Пленник поставил подпись.
— Одной рукой письма не сложить, — сказал Тенардье. — Давайте я сложу. Пишите адрес: «Мадмуазель Фабр», на вашу квартиру. Я знаю, что вы живете неподалеку отсюда, близ церкви Сен-Жак-дю-О-Па, так как ходите туда каждый день к обедне, но на какой улице, не знаю. Я вижу, что вы поняли свое положение. А раз уж вы не скрыли настоящего своего имени, надо думать, не скроете и адреса. Напишите его сами.
Пленник на минуту задумался, затем взял перо и написал: «Мадмуазель Фабр у г-на Урбена Фабра на улице Сен-Доминик-д'Анфер, э 17».
Тенардье с лихорадочной поспешностью схватил письмо.
— Жена! — позвал он.
Жена подбежала.
— Вот письмо. Что с ним делать, ты знаешь. Фиакр ждет внизу. Поезжай и живо назад.
Обратившись к человеку с топором, он распорядился:
— А ты, если уж не хочешь ходить ряженым, проводишь хозяйку. Сядешь на запятки. Ты хорошо помнишь, где поставил повозку?
— Помню, — ответил тот.
Поставив топор в угол, он последовал за теткой Тенардье.
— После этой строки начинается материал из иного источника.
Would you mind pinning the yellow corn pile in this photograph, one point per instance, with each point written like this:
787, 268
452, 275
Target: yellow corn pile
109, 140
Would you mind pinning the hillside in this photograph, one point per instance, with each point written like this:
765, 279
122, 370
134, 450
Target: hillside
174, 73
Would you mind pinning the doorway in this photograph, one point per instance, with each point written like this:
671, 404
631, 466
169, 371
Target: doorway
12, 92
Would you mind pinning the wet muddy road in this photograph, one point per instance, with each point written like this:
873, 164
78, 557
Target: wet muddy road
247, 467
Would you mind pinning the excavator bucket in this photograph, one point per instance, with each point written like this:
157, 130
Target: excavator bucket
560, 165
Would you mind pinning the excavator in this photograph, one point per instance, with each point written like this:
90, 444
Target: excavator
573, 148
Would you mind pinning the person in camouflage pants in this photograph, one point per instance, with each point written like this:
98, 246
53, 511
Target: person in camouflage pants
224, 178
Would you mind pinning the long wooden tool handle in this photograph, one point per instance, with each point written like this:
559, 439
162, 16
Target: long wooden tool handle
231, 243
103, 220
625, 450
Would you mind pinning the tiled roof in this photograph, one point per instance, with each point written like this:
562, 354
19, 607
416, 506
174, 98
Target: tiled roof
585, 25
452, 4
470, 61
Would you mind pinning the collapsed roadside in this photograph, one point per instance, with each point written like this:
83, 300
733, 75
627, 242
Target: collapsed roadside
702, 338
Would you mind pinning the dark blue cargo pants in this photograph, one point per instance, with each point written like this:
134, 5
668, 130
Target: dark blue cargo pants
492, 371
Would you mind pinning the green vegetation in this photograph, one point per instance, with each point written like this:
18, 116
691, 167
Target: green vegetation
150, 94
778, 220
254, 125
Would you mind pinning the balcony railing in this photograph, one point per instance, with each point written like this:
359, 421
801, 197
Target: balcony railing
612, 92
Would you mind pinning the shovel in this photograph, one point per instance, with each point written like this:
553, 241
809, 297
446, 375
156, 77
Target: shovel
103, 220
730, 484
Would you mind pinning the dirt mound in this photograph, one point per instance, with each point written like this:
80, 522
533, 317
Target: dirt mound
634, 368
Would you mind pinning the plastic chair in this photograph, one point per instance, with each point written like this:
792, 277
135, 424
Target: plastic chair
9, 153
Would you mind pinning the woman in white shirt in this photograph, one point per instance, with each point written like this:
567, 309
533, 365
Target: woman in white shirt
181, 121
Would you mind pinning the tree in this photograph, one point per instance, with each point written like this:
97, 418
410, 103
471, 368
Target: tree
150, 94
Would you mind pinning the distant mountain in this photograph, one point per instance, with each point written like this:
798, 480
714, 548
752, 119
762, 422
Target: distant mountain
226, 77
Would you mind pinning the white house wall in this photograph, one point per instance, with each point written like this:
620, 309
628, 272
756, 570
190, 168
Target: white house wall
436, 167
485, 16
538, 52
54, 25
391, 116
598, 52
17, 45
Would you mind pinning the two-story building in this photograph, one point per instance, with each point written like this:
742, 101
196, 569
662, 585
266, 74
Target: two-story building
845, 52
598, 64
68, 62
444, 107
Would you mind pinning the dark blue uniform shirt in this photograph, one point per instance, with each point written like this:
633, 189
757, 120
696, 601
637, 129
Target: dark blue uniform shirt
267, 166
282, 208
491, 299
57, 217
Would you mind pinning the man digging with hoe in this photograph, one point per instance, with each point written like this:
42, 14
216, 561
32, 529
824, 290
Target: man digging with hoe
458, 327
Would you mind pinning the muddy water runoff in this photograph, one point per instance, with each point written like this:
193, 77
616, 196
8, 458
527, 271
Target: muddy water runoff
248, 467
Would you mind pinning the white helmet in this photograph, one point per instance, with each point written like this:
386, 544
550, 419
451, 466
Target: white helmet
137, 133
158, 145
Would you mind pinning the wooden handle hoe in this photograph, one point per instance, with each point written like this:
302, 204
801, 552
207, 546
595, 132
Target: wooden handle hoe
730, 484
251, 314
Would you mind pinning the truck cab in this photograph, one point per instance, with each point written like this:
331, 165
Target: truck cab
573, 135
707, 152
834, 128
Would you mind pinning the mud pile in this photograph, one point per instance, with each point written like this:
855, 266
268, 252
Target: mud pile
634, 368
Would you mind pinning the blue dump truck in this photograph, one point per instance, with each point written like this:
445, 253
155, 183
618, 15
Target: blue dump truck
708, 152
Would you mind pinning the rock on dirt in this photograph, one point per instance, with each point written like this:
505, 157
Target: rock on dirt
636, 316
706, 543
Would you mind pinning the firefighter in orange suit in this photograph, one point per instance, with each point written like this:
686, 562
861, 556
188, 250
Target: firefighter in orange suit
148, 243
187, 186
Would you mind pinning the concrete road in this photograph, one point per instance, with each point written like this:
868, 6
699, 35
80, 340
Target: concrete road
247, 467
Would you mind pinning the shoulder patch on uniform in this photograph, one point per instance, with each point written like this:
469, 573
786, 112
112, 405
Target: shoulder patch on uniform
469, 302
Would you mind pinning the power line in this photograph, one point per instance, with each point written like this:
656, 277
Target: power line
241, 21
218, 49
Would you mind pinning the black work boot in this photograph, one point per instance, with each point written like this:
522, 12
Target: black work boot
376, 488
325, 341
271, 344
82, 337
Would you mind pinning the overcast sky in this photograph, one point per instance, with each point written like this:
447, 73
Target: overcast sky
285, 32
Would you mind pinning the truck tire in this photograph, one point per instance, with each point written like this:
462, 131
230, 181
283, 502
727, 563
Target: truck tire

Не успели они выйти, как Тенардье, просунув голову в полуоткрытую дверь, крикнул в коридор:
— Главное, не потеряй письмо! Не забудь, что везешь двести тысяч франков.
— Не беспокойся. Оно у меня за пазухой, — отвечал сиплый голое супруги.
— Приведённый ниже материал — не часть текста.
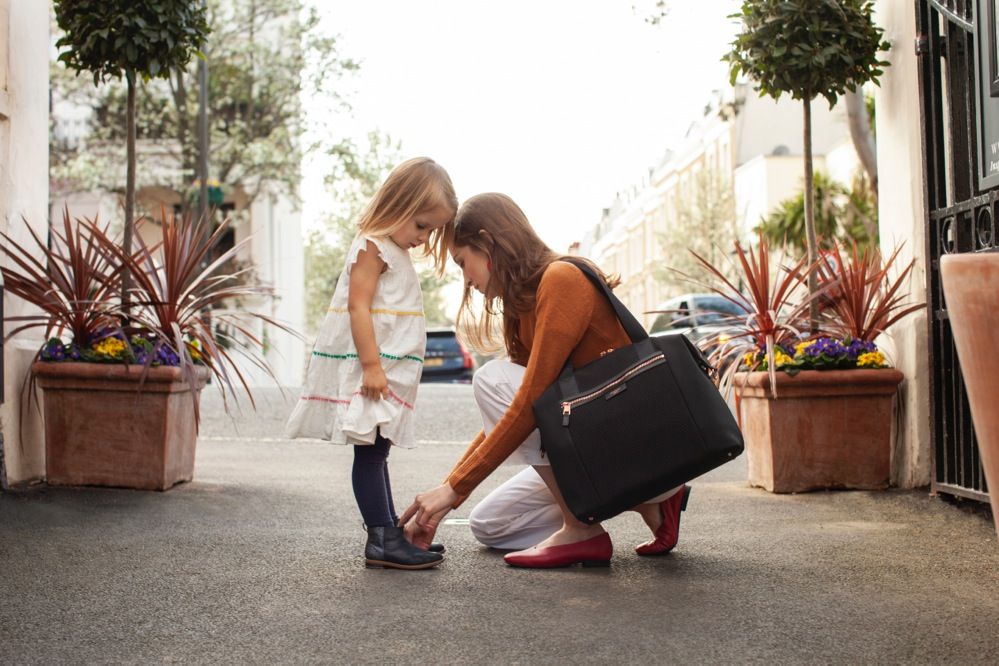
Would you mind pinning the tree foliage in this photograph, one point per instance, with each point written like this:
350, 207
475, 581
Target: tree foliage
807, 48
111, 38
703, 221
848, 215
263, 57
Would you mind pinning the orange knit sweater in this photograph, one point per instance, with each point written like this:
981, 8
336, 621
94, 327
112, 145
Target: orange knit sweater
571, 319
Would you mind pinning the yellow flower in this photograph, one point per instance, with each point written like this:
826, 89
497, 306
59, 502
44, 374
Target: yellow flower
110, 347
800, 348
871, 360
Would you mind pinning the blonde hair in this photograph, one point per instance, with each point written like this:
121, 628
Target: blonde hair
495, 225
416, 186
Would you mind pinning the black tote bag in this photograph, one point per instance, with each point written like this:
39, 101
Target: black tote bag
634, 423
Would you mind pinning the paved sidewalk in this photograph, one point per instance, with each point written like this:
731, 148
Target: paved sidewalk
259, 561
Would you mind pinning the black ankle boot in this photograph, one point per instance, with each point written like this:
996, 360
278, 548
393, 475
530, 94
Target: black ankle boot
387, 547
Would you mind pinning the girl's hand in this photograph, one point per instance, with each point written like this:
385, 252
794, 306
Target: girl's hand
422, 537
429, 509
374, 384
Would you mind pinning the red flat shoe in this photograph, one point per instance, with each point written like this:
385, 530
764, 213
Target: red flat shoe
668, 534
595, 552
Не прошло и минуты, как послышалось щелканье кнута оно становилось все тише и вскоре совсем замерло.
— Отлично, — пробормотал Тенардье. — Здорово гонят. Таким галопом хозяйка в три четверти часа обернется.
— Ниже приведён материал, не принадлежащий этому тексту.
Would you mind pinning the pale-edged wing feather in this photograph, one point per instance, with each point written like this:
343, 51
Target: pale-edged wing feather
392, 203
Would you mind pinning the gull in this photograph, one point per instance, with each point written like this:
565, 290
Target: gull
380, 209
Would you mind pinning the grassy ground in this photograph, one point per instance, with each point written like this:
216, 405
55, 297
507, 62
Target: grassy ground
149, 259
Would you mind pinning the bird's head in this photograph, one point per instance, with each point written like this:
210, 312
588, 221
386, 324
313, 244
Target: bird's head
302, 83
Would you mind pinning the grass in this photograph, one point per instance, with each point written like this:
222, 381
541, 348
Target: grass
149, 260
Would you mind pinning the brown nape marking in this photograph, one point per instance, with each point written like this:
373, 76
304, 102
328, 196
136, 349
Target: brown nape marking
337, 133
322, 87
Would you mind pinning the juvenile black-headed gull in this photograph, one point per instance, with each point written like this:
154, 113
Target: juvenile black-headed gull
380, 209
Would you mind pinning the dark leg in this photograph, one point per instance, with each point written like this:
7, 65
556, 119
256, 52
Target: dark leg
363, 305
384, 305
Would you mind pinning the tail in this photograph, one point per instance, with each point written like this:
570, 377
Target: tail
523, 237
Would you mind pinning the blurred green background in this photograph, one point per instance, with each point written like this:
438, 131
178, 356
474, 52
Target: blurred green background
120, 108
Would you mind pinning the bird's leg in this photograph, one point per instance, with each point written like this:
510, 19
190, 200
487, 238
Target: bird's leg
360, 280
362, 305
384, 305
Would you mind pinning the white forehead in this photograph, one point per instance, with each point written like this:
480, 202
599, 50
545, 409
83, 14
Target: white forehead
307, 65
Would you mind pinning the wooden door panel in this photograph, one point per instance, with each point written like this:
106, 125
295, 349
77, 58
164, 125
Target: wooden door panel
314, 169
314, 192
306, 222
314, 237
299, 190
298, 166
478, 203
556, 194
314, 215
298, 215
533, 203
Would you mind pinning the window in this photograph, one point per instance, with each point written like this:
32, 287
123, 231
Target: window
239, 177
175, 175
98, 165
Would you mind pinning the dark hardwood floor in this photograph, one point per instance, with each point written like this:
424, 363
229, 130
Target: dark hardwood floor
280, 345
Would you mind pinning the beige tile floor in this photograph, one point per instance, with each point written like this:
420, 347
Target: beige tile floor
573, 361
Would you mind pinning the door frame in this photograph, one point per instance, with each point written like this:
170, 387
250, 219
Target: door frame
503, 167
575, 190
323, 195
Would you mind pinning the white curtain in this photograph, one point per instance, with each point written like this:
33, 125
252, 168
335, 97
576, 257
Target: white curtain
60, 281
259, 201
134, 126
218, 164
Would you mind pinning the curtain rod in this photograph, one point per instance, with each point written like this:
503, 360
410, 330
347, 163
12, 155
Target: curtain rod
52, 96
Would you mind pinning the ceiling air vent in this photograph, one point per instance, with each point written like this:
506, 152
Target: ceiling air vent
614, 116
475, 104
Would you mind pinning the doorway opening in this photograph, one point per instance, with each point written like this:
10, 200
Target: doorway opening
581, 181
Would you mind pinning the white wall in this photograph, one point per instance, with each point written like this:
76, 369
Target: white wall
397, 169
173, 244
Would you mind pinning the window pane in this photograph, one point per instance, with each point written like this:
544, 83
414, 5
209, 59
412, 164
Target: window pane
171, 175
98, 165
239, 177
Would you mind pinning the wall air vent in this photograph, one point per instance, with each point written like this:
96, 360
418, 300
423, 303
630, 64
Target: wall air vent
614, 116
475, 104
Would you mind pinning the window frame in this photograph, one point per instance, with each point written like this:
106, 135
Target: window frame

Он придвинул стул к камину и сел, скрестив руки и приблизив к жаровне подошвы грязных сапог.
— Ноги у меня совсем закоченели, — сказал он.
Теперь, кроме Тенардье и пленника, в трущобе оставалось лишь пятеро бандитов. Хотя лица их были скрыты под масками или под черным клеем, что, в зависимости от степени внушаемого страха, делало их похожими на угольщиков, негров или чертей, люди эти казались угрюмыми и сонными. Чувствовалось, что они совершают преступление как бы по обязанности, не спеша, без злобы, без жалости, с неохотой. Словно скот, они сгрудились в углу и притихли. Тенардье грел ноги. Пленник снова погрузился в молчание. Мрачная тишина сменила дикий шум, наполнявший несколько минут назад логово Тенардье.
Нагоревшая свеча едва освещала огромное грязное жилье, уголья в жаровне потускнели, и уродливые головы бандитов отбрасывали на стены и потолок чудовищные тени.
Слышалось только мирное посапывание спавшего в углу пьяного старика.
Мариус ждал, охваченный все возрастающей тревогой. Загадка стала теперь еще непостижимее. Кто же она, «эта девчонка», которую Тенардье называл еще «Жаворонком»? Уж не его ли «Урсула»? Пленник, казалось, нисколько не смутился при слове «Жаворонок» и ответил просто: «Я не понимаю, что вы хотите сказать». Нашли объяснения буквы «У» и «Ф»: они означали «Урбен Фабр», и Урсула перестала, таким образом, быть Урсулой. Последнее обстоятельство особенно отчетливо врезалось в сознание Мариуса. Словно какие-то страшные чары приковали его к месту, откуда он мог наблюдать за всей сценой. Он стоял почти неспособный двигаться и мыслить, как бы уничтоженный зрелищем подлости, открывшимся в непосредственной близости от него. Он ждал, надеясь на что-то, сам не зная на что, не в силах собраться с мыслями и принять решение.